AROLDO WILSON  QUIROZ MONSALVO  

Magistrado ponente  

STC739-2023  

Radicación  n° 23001-22-14-000-2022-00251-02  

(Aprobado  en sesión de primero de febrero de dos mil veintitrés)  

Bogotá, D.  C., primero  (1º) de febrero de  dos mil veintitrés (2023).  

ANTECEDENTES  

            

1. La          entidad accionante reclamó la protección de los          derechos fundamentales al debido proceso, igualdad y acceso a la          administración de justicia, presuntamente vulnerados por el          despacho judicial accionado.  

Solicitó,  entonces, ordenar al estrado querellado «resuelva  lo que en derecho corresponda teniendo en cuenta que la subasta  pública se llevó a cabo con unos avalúos no  aprobados por el Juzgado».  

2.        Son hechos  relevantes para la definición del presente asunto, los  siguientes:  

2.1.  Bancolombia S.A. incoó  demanda ejecutiva hipotecaria contra Osman  Hildebrando Álzate Gómez;  asunto cuyo conocimiento le correspondió al Juzgado Civil del  Circuito de Lorica, autoridad que, el 28 de febrero de 2017 libró  mandamiento de pago y decretó el embargo y secuestro de los  inmuebles con folios inmobiliarios Nros. 146-26441 y 146-26955;  luego, tras surtir el trámite de rigor, el 10 de diciembre de  2018, ordenó seguir adelante con la ejecución; decisión  confirmada el 10 de junio siguiente, por el Tribunal.  

2.2. Anotó  la actora que el 8 de abril de 2019 allegó avalúos  comerciales de los predios, sin embargo, no fueron agregados al  expediente; que el 10 de octubre siguiente, el estrado judicial  ordenó oficiar al IGAC con el fin de expedir los respectivos  avalúos catastrales, carga que cumplió el 5 de  diciembre de ese año, sin embargo, son valores irrisorios y  muy por debajo de los comerciales allegados con anterioridad; el 4 de  febrero de 2020 se aprobó el avalúo pericial; y, en  diversas ocasiones solicitó fijar fecha para remate de los  predios.  

2.3. El 27 de  abril de 2022 se fijó fecha para adelantar la subasta pública  indicando «como  base o valor de los inmuebles a rematar el 70% de los avalúos  catastrales expedidos por el IGAC…, es decir, omitió  los valores de los avalúos comerciales»,  razón por la que pidió aclaración al respecto;  luego, el ejecutado allegó publicación de aviso de  remate, el cual no debía ser atendido, habida cuenta que, el  proveído que fijó dicha fecha no estaba en firme,  porque no se había resuelto la aclaración.  
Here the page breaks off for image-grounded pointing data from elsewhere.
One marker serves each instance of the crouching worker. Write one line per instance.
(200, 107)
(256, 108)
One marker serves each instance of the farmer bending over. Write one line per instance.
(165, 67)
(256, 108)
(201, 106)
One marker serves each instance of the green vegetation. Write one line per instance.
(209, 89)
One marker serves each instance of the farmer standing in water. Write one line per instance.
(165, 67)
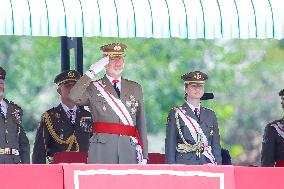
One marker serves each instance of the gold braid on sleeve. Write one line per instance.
(185, 147)
(69, 141)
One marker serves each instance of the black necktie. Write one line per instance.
(116, 88)
(197, 115)
(71, 116)
(1, 111)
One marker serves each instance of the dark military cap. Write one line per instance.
(195, 77)
(114, 49)
(281, 93)
(68, 75)
(2, 73)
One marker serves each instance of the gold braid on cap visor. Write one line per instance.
(111, 54)
(65, 80)
(199, 82)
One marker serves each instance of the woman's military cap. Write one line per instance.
(197, 77)
(281, 94)
(114, 49)
(68, 75)
(2, 73)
2.4. El 16 de mayo  de 2022 el Juzgado adelantó la almoneda, donde rechazó  la aclaración de la entidad bancaria, precisando que «el  avalúo que siempre solicitó y al cual el juzgado  accedió en auto adiado 10 de octubre de 2019, fue el  catastral, certificado por el Instituto Geográfico Agustín  Codazzi, del cual se dio traslado en auto de fecha… 4 de  febrero de 2020, previo aportación de certificados por parte  del mismo apoderado, quien también guardó silencio,  cuando se surtió el traslado de esta clase de avalúo,  el cual se surtió el 10 de diciembre de 2019»  asimismo, indicó que «nunca  se ha ventilado en el proceso avalúo comercial alguno. Sin que  haya otros en el expediente»,  por otra parte, no accedió a la solicitud de aplazamiento de  la diligencia pretendida por Bancolombia S.A., quien no acudió  a la misma y, adelantada adjudicó el predio a la sociedad  Ingeniería Matriz S.A.S.; el 27 de mayo siguiente, se aprobó  el remate; decisión recurrida en reposición y, en  subsidio apelación, al tiempo que formuló nulidad del  remate.  

2.5. El 12 de  julio de 2022 el despacho mantuvo la decisión recurrida,  rechazó por improcedente la alzada formulada contra el auto  que aprobó el remate; asimismo, negó la nulidad  deprecada, en virtud del inciso 2° del artículo 455 del  Código General del Proceso.  

2.6. Luego,  formuló ilegalidad del auto aprobatorio de remate, insistiendo  en que se debió tener en cuenta los avalúos  comerciales, mismos que, al parecer, fueron agregados a otro  expediente; el 26 de octubre de 2022 el despacho denegó tal  petición.  

2.8. Anotó  que el auto que fijó fecha para la subasta no estaba en firme,  por lo que no podía adelantarse; resaltó que, tener en  cuenta los avalúos catastrales «no  solo se estaría causando un detrimento patrimonial a la parte  demandada y a la parte demandante, sino que además se estarían  violando derechos fundamentales al debido proceso y la equidad»  

LAS  RESPUESTAS DE LOS CONVOCADOS  

            

1. El Juzgado Civil          del Circuito de Lorica pidió dar aplicación al          presupuesto de subsidiariedad de la tutela contra providencias          judiciales; remitió link para consulta del expediente.  

            

2. El Banco Agrario          refirió que ha actuado bajo los lineamientos del debido          proceso, dando estricto cumplimiento a lo decretado en la medida          provisional decretada con la admisión de la tutela.  

            

3. Osman Hildebrando          Álzate Gómez informó que el recurso de queja          formulado contra el rechazo de la alzada formulada contra el auto          que aprobó el remate, ya fue resuelta por el Tribunal, y          guarda similitud que la acción constitucional.  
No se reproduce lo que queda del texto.